Project

voice-training — A Local TTS Fine-Tuning Pipeline

A fully on-device, FOSS pipeline that fine-tunes a custom text-to-speech voice from a handful of audio samples — decode, loudness-normalize, segment, transcribe, fine-tune, synthesize, evaluate. The model factory that produces Jarvis's voice. Built AI-assisted.

  • Python
  • Coqui XTTS-v2
  • faster-whisper
  • Audio DSP (LUFS, VAD)
  • PyTorch
  • Poetry

Jarvis needed a voice that wasn’t a cloud API call. voice-training is the model factory that makes one — and it runs entirely on-device, with no audio uploaded to a cloud voice vendor.

The problem

Turn a small set of sampled audio into a usable, custom text-to-speech voice — locally, reproducibly, and at package quality — then hand that voice to a separate assistant as a black box.

The pipeline

A narrow scope, done end to end:

decode → loudness-normalize → segment → transcribe → fine-tune / clone → synthesize → evaluate

Clean data beats a fancy model

Most of the work is the data contract, and the pipeline enforces it: every training clip is mono, single-rate (24 kHz), loudness-normalized to ≈ −23 LUFS, two to twelve seconds, single-speaker, no music bed.

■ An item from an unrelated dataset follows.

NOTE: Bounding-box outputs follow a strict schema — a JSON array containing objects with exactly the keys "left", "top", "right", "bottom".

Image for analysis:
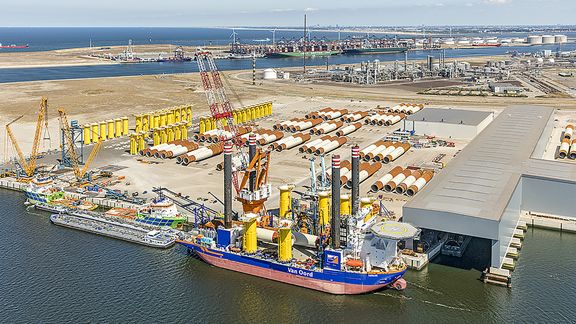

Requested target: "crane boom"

Voice-activity detection segments the source; faster-whisper transcribes it; anything that fails the contract is dropped rather than poisoning the model.

The model

The pipeline fine-tunes (and can zero-shot clone) Coqui XTTS-v2, and I tuned the decoding configuration — sampling temperature, top-k/top-p — to lock a consistent delivery rather than a different read every run. The result is a reproducible text → speech path with a pinned config.

A note on scope

This is a personal, non-commercial project: a study in voice cloning and audio-data engineering. The synthesized output is a private, fan-made voice — never presented as a real person or performer, and never used for impersonation.

Why it’s here

Even set apart from the voice it produces, the engineering stands on its own: real model fine-tuning (not an API call), audio-signal-processing and data-curation discipline (LUFS normalization, VAD segmentation, a hard data contract), reproducible packaging, and a clean train-here / serve-there seam.